Apart from security — a life-and-death matter — it would seem that cyber spying, tracking by metadata, drone visuals and so on have not made the dead drop or the brush pass irrelevant. And it is still as important to know more than one language, to create informers in the target country, to become someone else entirely if the field ‘task’ so demands and even live a life distanced from the family. This is really not a spare bedroom job, even if it is conducted just on the computer. Clearly patriotism, ideology or religious fervour are not what they were, for these, apparently, were some of the reasons behind spying. Strange, because they are on violent display everywhere outside the imaginably hushed corridors of intelligence agencies. If it is just a job like any other, then it can have many competitors. Love of adventure and secrecy is now probably channelled into video games; why bother to leave the room and risk life and limb in reality for that?
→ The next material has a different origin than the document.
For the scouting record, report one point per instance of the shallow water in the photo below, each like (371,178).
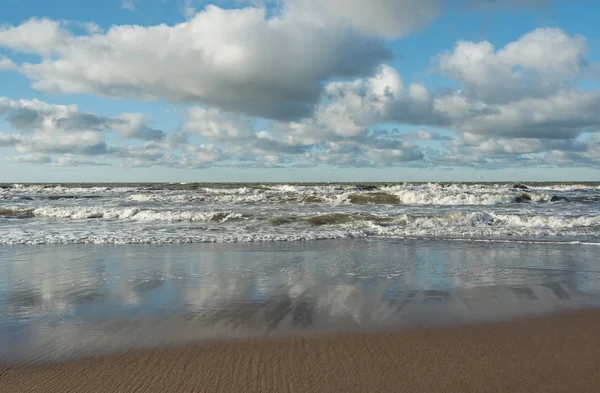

Not that the home cannot offer similar joys — the husband and wife in True Lies offer enormous fun. But on screen. Films love spies, whether it is the incorrigible James Bond — hat tipped to Ian Fleming of course — or anything from North by Northwest to Enemy of the State and all beside. Beyond the sound and fury of film, George Smiley and his men have probably done more to arouse interest in spying, and even he, as unlike Bond as a character may be, cannot work from home. So is greater flexibility possible — or enough — to make the job more enticing? Ask Molly.